I am glad that has brought you some comfort. It can be a scary and overwhelming time. There is a lot of focus on persuading/supporting women to leave, but not enough on supporting them through the aftermath.
I asked about your language because I wondered if you were feeling ashamed or struggling to feel you had the right to call the abuse what it was. Your hesitation is natural after abuse - shame comes with trauma, and there's that element of undoing the way he trained you to behave and removing his voice from your head. You are not "playing the victim" (you are objectively a victim of his abuse, it's a simple fact, and there is no shame in it).
I appreciate it is tough to talk about but if you can use that one word label of "abuse" it can help professionals to help you - it gives them a key to better understanding your needs and responding in the right way. Unfortunately, not everyone will be able to connect the dots in what you're telling them if you don't use that word.
You don't need to feel embarrassed, although I know the feelings won't go away just because I said that - my lasting impression from reading those brief snapshots of your story was of your courage. Leaving abuse is not easy. You are doing something amazing that shows great strength, even if you don't feel strong.
It is good you have been referred for CBT. Counselling is not a recommended treatment for trauma (there is a risk of it preventing the brain from processing properly). My only pause is whether they assessed you for PTSD or if they only assessed for anxiety? It's important to get the right treatment from the right person and for that you need the right assessment. If they don't appreciate you are traumatised they might not approach things in the right way for you.
Freedom Programme is information not therapy, so you can absolutely do it after leaving if you feel ready and want to try it. The aim is to help you make sense of your experiences by learning about the dynamics of abusive vs healthy relationships as well as early warning signs and how abuse affects you. It can give you a model for healthy relationships and covers how children are affected and how they recover.
As you have left the relationship you already know it was abusive, but the course might help you to have more confidence in your own judgement about what happened, to re-establish a sense of what is normal and how you deserve to be treated, and to start developing skills to keep yourself safe and have healthy relationships in future. The knowledge it could give you may also help you feel a little more hopeful about the future.
I imagine covid will prevent the groups from running for a while which is a shame as they can be very supportive, but the online course is there in the interim. www.freedomprogramme.co.uk
I don't want to bombard you with trauma resources, so I have picked 3 that might be useful starting points for you to explore and find things that work for you and make sense to you.
- Judith Herman's book, Trauma and Recovery. It explains how abuse affects people and also what the recovery process looks like. I think it's on Audible now (you could get it with the free trial if you don't have an account).
- David Emerson's Recovering from Trauma through Yoga. It is a shorter, lighter read than the first book, covers some of the same info and has practical things you can try. It's not yoga in the sense of perfect positions, stretches and routines but in the sense of reconnecting with your body and feeling in control again.

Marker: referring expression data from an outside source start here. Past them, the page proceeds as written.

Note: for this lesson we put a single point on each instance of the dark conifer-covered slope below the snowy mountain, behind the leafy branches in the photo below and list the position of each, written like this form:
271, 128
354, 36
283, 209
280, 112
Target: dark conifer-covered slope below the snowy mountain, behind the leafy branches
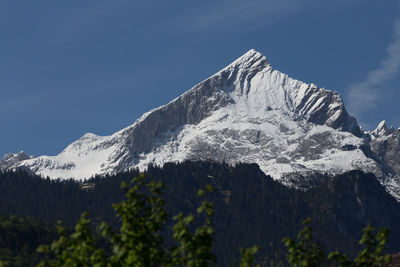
250, 208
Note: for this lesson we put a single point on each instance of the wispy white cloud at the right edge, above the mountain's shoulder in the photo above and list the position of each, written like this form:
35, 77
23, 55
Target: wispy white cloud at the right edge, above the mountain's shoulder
364, 95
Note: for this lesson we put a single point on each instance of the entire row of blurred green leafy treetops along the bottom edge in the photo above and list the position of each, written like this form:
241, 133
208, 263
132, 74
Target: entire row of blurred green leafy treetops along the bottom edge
139, 241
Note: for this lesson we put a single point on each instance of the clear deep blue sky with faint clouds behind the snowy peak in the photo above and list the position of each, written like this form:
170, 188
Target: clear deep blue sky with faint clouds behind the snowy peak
71, 67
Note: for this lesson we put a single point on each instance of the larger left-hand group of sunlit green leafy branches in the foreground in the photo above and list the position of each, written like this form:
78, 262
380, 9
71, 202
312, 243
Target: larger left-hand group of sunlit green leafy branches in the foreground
139, 241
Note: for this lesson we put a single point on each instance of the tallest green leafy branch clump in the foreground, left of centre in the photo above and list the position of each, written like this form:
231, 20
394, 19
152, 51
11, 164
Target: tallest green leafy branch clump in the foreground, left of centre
139, 241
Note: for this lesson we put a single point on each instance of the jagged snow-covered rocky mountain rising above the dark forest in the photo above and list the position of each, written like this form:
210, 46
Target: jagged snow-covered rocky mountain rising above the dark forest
247, 112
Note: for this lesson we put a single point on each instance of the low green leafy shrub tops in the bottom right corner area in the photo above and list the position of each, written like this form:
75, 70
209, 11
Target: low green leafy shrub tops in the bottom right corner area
305, 252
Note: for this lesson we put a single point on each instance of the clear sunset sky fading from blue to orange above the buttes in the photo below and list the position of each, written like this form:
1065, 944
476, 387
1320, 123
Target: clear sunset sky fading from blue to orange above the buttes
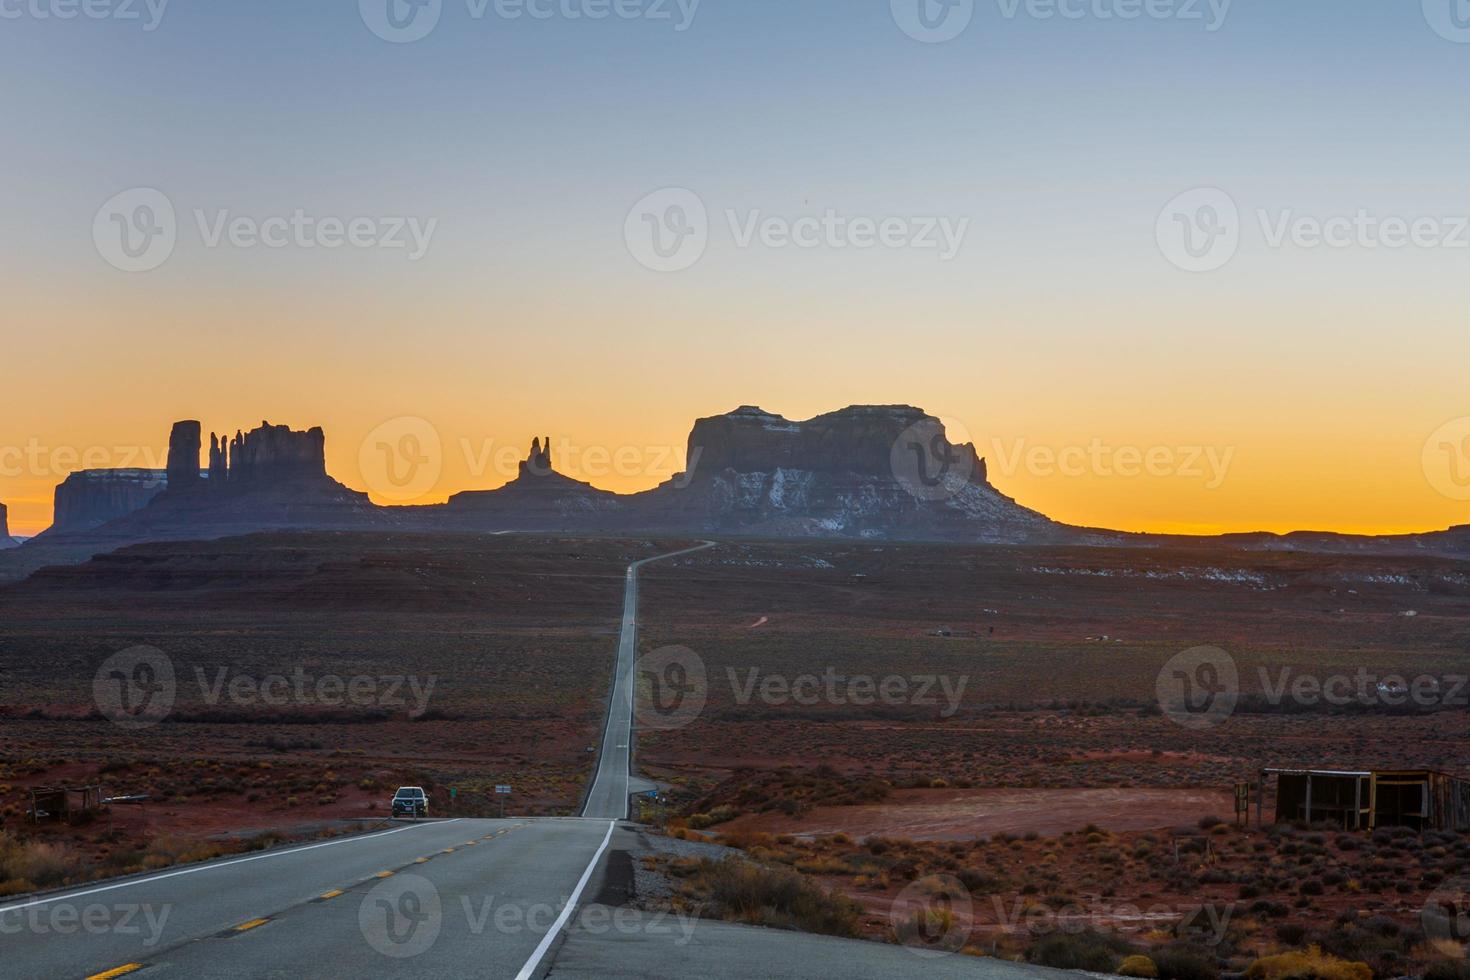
1228, 240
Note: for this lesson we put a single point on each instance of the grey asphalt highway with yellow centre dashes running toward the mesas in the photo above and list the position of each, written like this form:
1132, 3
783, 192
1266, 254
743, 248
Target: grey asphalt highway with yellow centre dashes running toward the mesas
439, 898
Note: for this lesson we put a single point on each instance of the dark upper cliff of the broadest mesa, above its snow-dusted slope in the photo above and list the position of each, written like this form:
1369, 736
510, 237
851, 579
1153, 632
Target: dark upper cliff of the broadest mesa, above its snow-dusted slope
858, 440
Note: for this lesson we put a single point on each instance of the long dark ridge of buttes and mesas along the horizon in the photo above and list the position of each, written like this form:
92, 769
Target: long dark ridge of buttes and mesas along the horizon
865, 472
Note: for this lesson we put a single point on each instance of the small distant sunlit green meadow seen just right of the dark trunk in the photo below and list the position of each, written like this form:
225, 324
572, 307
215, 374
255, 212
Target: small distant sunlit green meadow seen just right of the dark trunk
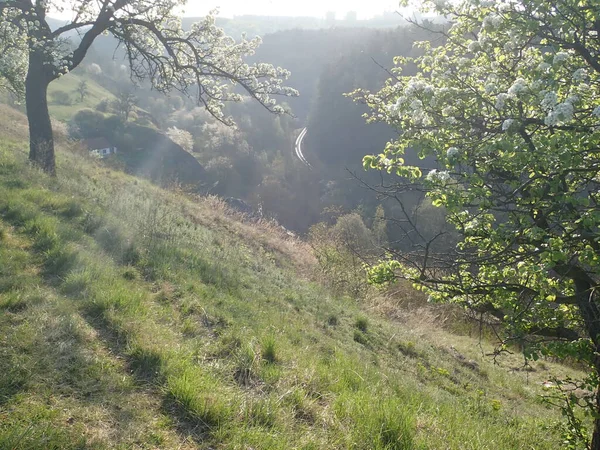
69, 83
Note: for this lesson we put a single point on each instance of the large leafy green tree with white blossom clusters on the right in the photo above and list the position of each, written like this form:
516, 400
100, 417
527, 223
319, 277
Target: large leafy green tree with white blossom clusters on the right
509, 107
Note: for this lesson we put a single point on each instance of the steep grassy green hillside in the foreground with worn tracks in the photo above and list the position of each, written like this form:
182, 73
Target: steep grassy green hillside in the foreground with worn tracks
132, 317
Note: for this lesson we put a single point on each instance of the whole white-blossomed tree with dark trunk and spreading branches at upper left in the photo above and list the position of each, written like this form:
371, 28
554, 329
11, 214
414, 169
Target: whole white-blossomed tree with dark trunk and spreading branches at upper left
198, 62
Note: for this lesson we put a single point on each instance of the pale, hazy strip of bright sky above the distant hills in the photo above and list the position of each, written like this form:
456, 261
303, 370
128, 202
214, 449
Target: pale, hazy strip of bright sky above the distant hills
318, 8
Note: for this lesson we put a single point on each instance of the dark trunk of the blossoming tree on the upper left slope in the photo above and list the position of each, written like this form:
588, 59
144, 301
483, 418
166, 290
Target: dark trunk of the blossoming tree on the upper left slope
41, 140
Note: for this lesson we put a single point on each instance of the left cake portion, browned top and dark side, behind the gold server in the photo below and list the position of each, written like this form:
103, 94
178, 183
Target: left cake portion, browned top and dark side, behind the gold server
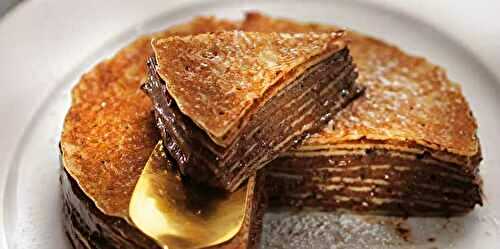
107, 138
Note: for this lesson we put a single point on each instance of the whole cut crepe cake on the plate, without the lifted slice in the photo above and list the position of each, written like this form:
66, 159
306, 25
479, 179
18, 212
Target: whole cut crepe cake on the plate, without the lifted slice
407, 146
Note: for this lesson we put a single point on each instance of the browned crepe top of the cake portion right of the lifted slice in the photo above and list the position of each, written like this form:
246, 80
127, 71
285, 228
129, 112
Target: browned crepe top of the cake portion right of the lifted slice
407, 98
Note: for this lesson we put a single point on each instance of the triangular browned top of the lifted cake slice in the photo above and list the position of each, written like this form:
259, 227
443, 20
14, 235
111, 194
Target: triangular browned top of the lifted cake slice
216, 78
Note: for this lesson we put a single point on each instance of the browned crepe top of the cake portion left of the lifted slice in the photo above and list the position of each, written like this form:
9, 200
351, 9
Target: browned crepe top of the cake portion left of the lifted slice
109, 132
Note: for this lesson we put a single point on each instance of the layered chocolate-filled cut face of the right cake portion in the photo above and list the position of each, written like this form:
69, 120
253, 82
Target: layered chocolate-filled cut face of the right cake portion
377, 182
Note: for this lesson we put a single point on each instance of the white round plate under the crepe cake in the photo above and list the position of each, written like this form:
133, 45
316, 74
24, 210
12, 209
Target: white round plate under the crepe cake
46, 45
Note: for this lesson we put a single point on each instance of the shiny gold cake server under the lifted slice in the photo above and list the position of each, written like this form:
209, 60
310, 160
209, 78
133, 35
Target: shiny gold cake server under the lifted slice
179, 215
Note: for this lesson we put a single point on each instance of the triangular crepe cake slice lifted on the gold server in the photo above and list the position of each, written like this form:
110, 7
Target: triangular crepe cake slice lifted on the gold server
229, 102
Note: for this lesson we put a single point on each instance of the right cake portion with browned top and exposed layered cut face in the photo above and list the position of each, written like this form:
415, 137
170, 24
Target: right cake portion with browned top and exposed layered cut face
408, 146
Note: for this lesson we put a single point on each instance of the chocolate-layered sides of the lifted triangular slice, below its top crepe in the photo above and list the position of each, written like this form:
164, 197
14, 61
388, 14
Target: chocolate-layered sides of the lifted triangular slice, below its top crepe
301, 108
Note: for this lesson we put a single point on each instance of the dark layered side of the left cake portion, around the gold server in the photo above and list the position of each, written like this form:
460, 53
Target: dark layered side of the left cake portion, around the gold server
88, 228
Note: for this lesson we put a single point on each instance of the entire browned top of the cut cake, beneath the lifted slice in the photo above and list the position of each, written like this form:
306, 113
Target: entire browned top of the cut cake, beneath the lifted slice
109, 131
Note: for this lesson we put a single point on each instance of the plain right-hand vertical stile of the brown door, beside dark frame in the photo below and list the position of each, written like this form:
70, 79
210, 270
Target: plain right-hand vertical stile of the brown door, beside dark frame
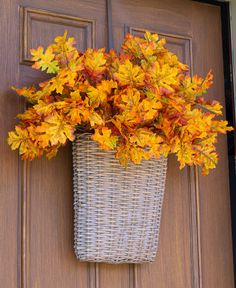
214, 203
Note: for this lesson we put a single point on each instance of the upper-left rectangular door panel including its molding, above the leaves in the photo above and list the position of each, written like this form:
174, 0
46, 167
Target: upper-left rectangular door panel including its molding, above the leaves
40, 27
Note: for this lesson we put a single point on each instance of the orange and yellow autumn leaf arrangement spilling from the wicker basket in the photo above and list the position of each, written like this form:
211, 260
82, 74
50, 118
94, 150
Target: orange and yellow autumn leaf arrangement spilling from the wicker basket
140, 102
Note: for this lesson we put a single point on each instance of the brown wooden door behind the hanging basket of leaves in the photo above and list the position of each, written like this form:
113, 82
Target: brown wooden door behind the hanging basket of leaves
36, 214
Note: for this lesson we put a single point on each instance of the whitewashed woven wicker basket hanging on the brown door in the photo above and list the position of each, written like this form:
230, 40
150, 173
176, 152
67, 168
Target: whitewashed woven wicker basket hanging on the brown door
117, 210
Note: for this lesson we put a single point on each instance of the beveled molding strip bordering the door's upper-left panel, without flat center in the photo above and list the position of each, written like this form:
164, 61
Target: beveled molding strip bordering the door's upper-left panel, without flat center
26, 14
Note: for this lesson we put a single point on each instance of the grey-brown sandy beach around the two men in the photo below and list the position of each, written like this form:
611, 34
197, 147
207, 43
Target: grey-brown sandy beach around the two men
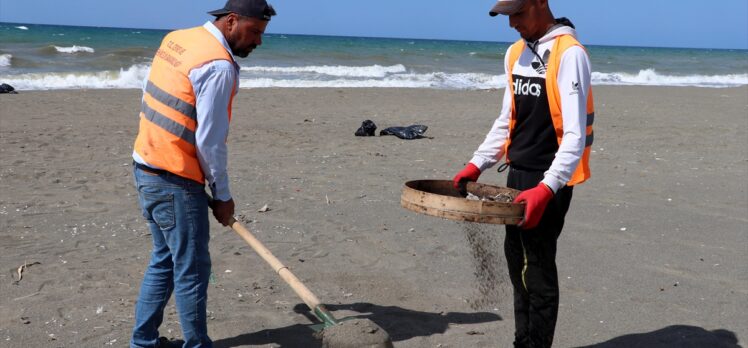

There is research that suggests that connecting with your body after trauma can start to soothe your nervous system and help with healing. (You could also Google his name and "trauma sensitive yoga" as there is a website with info and some video clips too).
- This is an NHS "psycho-education" booklet on trauma that gives some basic information on what trauma is, how it might be affecting you, and suggests some strategies you can try. My one caveat is that PTSD from prolonged abuse has a bit of a different footprint compared to PTSD from a single incident, so not all of it will necessarily "fit" what you're going through but hopefully some of it might still be helpful and enable you to develop a few strategies. www.selfhelpguides.ntw.nhs.uk/merseycare/leaflets/selfhelp/post20traumatic20stress.pdf
I hope at some point you are able to feel proud of yourself for the incredible thing you have done and your courage in building a better future for you and your child. I really do wish you all the best.